Wie ist die Akzeptanz von Frauen-Eishockey in den USA? Wieviele Zuschauer besuchen die Uni-Spiele?
Frauen-Eishockey ist in den USA und Kanada akzeptiert. Außerdem müssen die Colleges aufgrund der Gleichberechtigung Gelder zur Verfügung stellen. Wir haben so zwischen 800 und 1300 Zuschauer pro Spiel, hatten aber auch schon 3500 in Grand Forks oder über 5000 in Wisconsin.

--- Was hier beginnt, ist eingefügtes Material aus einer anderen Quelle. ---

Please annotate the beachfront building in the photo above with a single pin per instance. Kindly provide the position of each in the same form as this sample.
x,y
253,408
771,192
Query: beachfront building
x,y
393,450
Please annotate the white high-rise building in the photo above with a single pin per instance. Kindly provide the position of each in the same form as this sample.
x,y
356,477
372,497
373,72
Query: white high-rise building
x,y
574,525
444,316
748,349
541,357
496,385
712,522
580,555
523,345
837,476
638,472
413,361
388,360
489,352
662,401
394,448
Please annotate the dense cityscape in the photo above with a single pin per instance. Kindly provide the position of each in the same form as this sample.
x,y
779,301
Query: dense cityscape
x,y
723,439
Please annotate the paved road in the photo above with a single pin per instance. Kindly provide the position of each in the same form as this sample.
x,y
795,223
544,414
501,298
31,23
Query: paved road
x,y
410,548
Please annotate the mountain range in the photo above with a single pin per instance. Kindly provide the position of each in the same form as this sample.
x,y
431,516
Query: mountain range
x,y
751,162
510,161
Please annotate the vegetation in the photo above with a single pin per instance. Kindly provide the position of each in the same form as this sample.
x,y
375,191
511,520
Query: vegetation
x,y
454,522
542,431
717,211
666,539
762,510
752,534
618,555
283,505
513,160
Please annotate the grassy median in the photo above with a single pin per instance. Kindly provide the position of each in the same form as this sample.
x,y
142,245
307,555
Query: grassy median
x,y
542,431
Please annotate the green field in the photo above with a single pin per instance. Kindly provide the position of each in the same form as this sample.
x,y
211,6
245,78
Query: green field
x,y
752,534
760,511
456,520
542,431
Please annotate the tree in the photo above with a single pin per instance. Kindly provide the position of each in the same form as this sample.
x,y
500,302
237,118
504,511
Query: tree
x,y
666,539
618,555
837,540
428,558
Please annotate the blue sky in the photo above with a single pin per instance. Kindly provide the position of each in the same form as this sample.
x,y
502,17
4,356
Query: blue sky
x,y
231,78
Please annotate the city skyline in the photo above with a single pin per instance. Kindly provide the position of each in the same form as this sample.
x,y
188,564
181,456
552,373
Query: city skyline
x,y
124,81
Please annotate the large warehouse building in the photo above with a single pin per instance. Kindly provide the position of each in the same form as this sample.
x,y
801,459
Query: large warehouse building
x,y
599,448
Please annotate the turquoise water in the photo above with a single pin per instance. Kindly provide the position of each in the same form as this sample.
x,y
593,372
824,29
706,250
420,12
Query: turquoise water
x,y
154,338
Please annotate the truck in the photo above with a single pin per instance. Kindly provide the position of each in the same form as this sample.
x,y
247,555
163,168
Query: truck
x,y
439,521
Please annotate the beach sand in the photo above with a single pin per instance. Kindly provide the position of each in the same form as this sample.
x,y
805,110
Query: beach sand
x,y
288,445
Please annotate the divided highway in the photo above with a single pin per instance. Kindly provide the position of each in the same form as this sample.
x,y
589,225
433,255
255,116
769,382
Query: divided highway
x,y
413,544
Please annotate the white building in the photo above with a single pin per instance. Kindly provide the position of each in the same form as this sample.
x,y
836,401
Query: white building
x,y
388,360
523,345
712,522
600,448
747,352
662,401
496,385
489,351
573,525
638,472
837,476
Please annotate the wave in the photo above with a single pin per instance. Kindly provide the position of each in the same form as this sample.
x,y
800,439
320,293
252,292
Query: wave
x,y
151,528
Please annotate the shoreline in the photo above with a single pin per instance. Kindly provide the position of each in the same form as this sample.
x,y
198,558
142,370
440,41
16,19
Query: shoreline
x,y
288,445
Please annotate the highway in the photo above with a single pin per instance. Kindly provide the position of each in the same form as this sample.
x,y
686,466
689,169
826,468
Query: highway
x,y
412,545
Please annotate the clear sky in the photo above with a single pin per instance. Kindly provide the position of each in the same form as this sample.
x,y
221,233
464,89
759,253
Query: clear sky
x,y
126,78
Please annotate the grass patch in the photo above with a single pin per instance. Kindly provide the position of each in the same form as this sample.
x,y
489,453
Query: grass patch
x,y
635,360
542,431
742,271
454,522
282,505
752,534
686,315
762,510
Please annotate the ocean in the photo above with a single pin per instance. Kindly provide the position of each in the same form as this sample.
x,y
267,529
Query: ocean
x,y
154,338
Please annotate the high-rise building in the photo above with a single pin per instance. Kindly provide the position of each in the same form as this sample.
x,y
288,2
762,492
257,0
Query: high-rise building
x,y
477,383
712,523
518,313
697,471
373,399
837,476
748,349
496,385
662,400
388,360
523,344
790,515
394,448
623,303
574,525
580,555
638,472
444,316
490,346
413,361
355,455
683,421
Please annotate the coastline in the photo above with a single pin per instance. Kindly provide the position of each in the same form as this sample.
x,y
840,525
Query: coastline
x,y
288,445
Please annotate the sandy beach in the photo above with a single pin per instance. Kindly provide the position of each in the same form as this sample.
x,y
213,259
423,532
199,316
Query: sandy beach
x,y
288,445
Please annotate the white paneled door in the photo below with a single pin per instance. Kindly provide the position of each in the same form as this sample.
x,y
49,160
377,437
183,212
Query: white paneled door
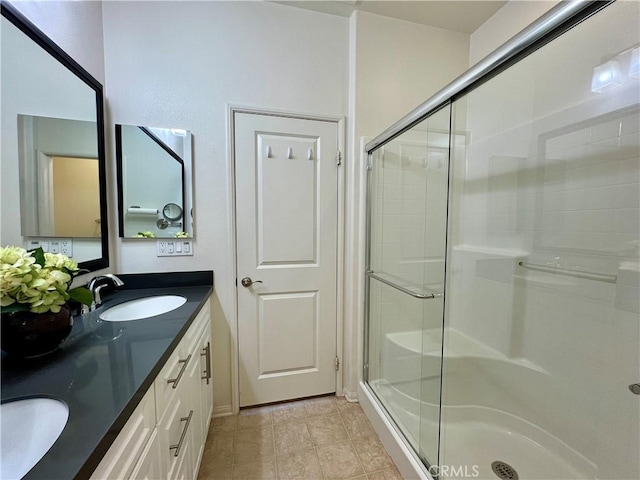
x,y
286,177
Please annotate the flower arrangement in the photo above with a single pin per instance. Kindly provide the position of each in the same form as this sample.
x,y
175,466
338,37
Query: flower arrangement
x,y
144,235
38,282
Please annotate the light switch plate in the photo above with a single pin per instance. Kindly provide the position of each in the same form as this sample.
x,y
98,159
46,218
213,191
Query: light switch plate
x,y
174,248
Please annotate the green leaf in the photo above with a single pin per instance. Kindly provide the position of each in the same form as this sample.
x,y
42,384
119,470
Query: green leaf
x,y
16,307
38,254
81,295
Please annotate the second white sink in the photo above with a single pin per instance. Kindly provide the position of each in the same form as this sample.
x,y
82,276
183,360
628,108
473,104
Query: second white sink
x,y
142,308
29,428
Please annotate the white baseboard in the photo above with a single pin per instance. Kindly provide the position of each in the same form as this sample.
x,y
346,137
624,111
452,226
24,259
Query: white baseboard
x,y
350,396
222,411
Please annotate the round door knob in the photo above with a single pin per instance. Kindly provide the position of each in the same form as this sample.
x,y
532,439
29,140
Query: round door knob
x,y
247,282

Gibt es in den USA und Kanada reine Mädchen-Nachwuchsteams? Was könnte Deutschland von der Mädchen-Nachwuchsförderung in den USA lernen?
Es gibt reine Mädchen-Nachwuchsteams. Die Ausbildung der Eishockeyspieler/Innen läuft in den USA und Kanada über die Schulen. Viele Schulen haben ihre eigenen Teams und bilden die Spieler/Innen aus. Außerdem gibt es sogenannte Prep-Schools, wie Shattuk St. Mary’s, die Eishockey-Schulen mit Schulausbildung sind. In Deutschland ist es dagegen sehr schwer, Schule und Spitzensport zu verbinden.
Was wünschen Sie sich für die zukünftige Entwicklung des Frauen-Eishockeys in Deutschland? Was läuft bereits gut, was muss besser werden?
Ich wünsche mir für das Frauen-Eishockey mehr Akzeptanz beim Publikum, bei den Nachwuchstrainern und vor allem bei einigen Schulen, die dem Sport eigentlich oft sehr abwehrend gegenüberstehen. Ich finde es gut, dass bereits Mädchen ab der U15 für die Frauen-Nationalmannschaft gesichtet werden und dass regelmäßig Lehrgänge stattfinden.
Was ist in Sotschi für die deutsche Nationalmannschaft möglich?
Wir werden unser Bestes geben und wollen wie jeder, der dort teilnimmt, eine Medaille gewinnen.